UNIDENTIFIED MALE: We're hiding upstairs and there's just gunshots going everywhere.


BLACK (voice over): The U.K. suffered the highest number of attacks since the IRA bombings in 1992 and New York City experienced its deadliest terror

event since 9/11.

Myanmar and Yemen saw some of the worst humanitarian catastrophes in decades.


UNIDENTIFIED FEMALE: Yemen is on the brink of collapse.


BLACK (voice over): Sarin gas was used against the Syrian town of Khan Sheikhun.


TRUMP: That crosses many, many lines beyond the red line.


BLACK (voice over): America reacted launching its first military strike against the Syrian regime since the Civil War began.

Back at home, the U.S. suffered some of the deadliest mass shootings in its modern history.


UNIDENTIFIED MALE: Everybody was panicking, of course. Girls screaming. People fainting on the ground.

UNIDENTIFIED MALE: He just opens the door and we just keep hearing gunshots.


Black (voice over): Across the globe, separatists groups pushed to independence. New leaders were elected.


UNIDENTIFIED FEMALE: France's youngest President --


BLACK (voice over): Some gained more power than ever.


WOLF BLITZER, CNN ANCHOR: Seismic shift in Turkish politics --


BLACK (voice over): And others exited after ruling for decades.

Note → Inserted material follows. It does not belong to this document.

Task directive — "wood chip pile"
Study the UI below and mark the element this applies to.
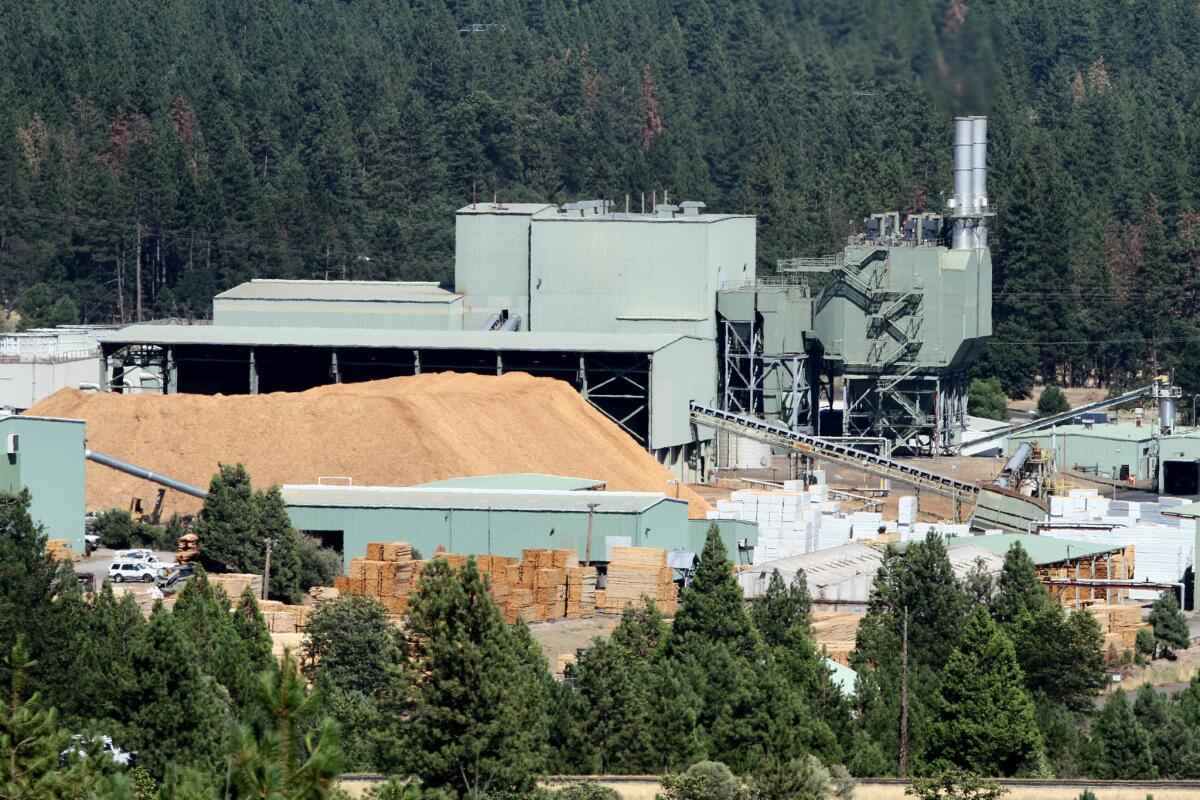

2017 also experienced a mind bending litany of natural disasters.


UNIDENTIFIED FEMALE: This is my neighborhood in flames.

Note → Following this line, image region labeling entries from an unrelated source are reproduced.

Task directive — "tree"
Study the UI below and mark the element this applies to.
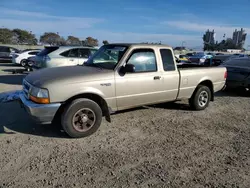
[12,29,37,45]
[40,32,63,45]
[0,28,13,44]
[102,40,109,45]
[85,37,98,46]
[66,36,81,46]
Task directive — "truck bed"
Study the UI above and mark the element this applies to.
[178,65,226,99]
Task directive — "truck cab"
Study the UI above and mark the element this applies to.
[20,44,226,137]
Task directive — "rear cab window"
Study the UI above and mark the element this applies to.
[127,49,157,73]
[160,49,176,71]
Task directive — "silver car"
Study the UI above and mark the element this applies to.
[33,46,98,69]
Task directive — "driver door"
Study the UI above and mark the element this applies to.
[115,49,163,110]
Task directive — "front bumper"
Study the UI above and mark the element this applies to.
[20,93,61,124]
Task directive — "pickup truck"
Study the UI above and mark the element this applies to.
[20,44,227,138]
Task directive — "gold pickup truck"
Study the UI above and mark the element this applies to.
[20,44,227,138]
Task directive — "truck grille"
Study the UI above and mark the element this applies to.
[23,80,30,99]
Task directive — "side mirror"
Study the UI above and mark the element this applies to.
[124,64,135,73]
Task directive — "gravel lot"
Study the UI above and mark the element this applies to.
[0,64,250,188]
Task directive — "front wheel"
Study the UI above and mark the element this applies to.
[189,85,211,110]
[61,99,102,138]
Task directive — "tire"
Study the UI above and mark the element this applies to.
[189,85,211,110]
[61,99,102,138]
[20,59,26,67]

UNIDENTIFIED FEMALE: I feel so panicked.


[10:25:17] BLACK (voice over): An urban fire raged through a London building bringing death and destruction.


UNIDENTIFIED FEMALE: I can hear people screaming, "Help me. My baby, help me."


BLACK (voice over): Yet, amidst the chaos, people spoke up against sexual harassment.


UNIDENTIFIED FEMALE: Women coming out in their millions with #MeToo.


BLACK (voice over): A CNN report exposed slave auctions in Libya, sparking outrage around the world and prompting investigations.

Away from the darkness, there was some light. Astronomers found new planets. Australia voted yes to same sex marriage.

An epic mix up at the Oscars went viral.


CYRIL VANIER, CNN ANCHOR: "La La Land" was announced as the Best Picture of Winner, but it wasn't.

UNIDENTIFIED FEMALE: "Moonlight" was the actual winner.


BLACK (voice over): A royal wedding was confirmed.


MEGHAN MARKLE, DUCHESS OF SUSSEX: He is so sweet and natural and romantic.


BLACK (voice over): And America got to see its first nationwide solar eclipse in 99 years.


KRIEL: In our final parting shots of 2017, we're ushering in a brand new year, 2018 has already arrived in parts of Asia and the Pacific.

Here in Seoul, South Korea people celebrated in grand style and in a few short minutes, North Korea will do the same.

And Sydney hosted its annual fireworks spectacular as midnight struck. It takes a total of 26 hours for the whole world to enter in the New Year. So

be sure to keep it right here on CNN throughout the day where we will be bringing you festivities from around the globe as people ring in 2018.

Well, I'm Robyn Kriel. That was CONNECT THE WORLD. Thank you so much for watching.